A colonização, apesar de um processo extinto oficialmente, permanece enraizada nos dias atuais, como fator excludente e marginalizador de determinados grupos sociais. No caso de Mato Grosso do Sul, essa situação é facilmente identificada quando se trata da garantia de direitos das populações indígenas e comunidades quilombolas.
No discurso da mestiçagem, baseado na ideia de um Brasil mestiço, onde o moreno é o termo ideal de representação da população afro-brasileira, o termo negro deixa de ser mencionado de forma positiva pela sociedade brasileira, pois a ideia mitológica de democracia racial encontra suas bases no moreno. A troca de um termo por outro não significou um tratamento respeitoso para a população negra, sua história e suas memórias, e não resultou numa equidade nas oportunidades entre todos no Brasil. Antes disso, a criação de um discurso de democracia racial “contribuiu” para que se afundasse no silenciamento o racismo vivenciado no Brasil, fortalecendo um discurso hipócrita e controverso.
É importante entender porque é tão popular a utilização do termo moreno, quando se refere à população afro-brasileira.  Uma breve análise na história de formação da identidade nacional, (ORTIZ, 2003) é possível perceber como foi a movimentação dos grandes intelectuais e dirigentes nacionais para a formulação de teorias e projetos sobre um modelo nação brasileira. Este modelo de nação era pensado para o futuro, um futuro que através da miscigenação racial, se tornaria branco.
Mato Grosso do Sul não fugiu aos moldes nacionais quanto à formação de uma identidade regional baseada na falsa ideia de democracia racial e de branquidade.
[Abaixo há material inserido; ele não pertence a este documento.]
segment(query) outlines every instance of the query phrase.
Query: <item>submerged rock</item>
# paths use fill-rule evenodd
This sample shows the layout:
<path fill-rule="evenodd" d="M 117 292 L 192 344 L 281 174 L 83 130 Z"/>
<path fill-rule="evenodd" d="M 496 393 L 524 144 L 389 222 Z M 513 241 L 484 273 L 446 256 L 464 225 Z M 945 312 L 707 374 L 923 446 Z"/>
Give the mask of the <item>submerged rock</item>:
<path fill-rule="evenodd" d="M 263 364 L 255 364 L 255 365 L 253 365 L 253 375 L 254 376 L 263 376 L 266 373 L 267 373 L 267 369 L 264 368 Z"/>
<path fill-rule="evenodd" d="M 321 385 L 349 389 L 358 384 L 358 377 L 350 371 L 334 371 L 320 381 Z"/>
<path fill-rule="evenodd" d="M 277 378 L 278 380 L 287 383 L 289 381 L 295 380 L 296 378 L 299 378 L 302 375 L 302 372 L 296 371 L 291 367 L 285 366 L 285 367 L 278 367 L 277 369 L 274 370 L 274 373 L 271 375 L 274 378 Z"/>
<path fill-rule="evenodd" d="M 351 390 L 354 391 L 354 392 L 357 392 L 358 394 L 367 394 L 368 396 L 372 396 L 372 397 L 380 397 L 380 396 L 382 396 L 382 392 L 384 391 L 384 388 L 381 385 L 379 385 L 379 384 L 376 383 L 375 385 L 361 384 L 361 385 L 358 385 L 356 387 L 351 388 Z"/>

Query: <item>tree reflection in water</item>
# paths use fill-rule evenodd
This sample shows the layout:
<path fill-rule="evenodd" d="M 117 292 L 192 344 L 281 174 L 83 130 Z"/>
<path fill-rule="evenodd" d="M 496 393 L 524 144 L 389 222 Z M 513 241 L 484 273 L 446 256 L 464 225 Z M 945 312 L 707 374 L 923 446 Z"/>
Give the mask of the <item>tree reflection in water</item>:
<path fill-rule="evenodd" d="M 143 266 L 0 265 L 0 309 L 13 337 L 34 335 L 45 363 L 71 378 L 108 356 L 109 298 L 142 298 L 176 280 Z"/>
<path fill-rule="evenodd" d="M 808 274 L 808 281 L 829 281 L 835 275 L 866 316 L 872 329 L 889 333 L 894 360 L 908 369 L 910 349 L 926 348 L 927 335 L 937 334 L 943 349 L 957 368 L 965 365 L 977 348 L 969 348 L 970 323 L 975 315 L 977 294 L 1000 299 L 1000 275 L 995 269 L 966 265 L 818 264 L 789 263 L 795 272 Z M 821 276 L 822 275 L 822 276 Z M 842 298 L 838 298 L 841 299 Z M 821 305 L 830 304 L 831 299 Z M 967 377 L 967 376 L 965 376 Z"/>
Este modelo foi refletindo diretamente na invisibilidade dos remanescentes quilombolas do Estado. Um exemplo, Campo Grande, que é conhecida como a cidade morena, não possui menção alguma sobre a vida de camponeses e nem de escravizados, em nenhum dos seus 14 museus (Santos, 2010: p. 31).
 Não é possível que atualmente, dirigentes e intelectuais ainda expressem noções sobre o que é ser remanescente quilombola baseados em conceituações cristalizadas em um passado colonial. A ideia sobre ser quilombola hoje ultrapassa a noção colonial e se aproxima muito mais de uma ressignificação do caráter multicultural do quilombo surgido no território africano, mas muito diferente da conceituação de quilombo feita pelo colonizador. E ainda, não é possível permitir, que ideias como a do Parecer Quilombola, após a criminalização do racismo em 1988, sejam formas de propagação de racismo sutil através da negação da existência de comunidades quilombolas no estado.
A afirmação do Parecer demonstra muito dos aspectos da invisibilidade social e econômica da população negra brasileira. A população quilombola faz uso de terras reconhecidas como patrimônio histórico pelo Estado Brasileiro, compartilhando valores comuns, parentesco, práticas culturais. Devemos ultrapassar esse entendimento vindo do período colonial que prejudica a existência e garantia de direitos civis, econômicos, sociais e culturais das comunidades remanescentes quilombolas no Brasil.


Por Nayhara Almeida de Sousa


Referências Bibliográficas

AMARAL FILHO, N. C. Mídia e Quilombos na Amazônia. Relações Raciais no Brasil: pesquisas contemporâneas. Org. Valter Roberto Silvério, Regina Pahim Pinto, Fúlvia Rosemberg. São Paulo: Contexto, 2011.

SANTOS, C. A. B. P dos. Fiéis descendentes redes-irmandades no pós-abolição entre as comunidades negras rurais sul-mato-grossenses. Tese de Doutorado em Antropologia Social. UNB, Brasília, 2010.

BRASIL, Ministério Público Federal. Procuradoria Geral da Republica, 2 região. Territórios Quilombolas e Constituição: A ADI 3.239 e a Constitucionalidade do Decreto 4,887/03. Rio de Janeiro, 03 de março de 2008.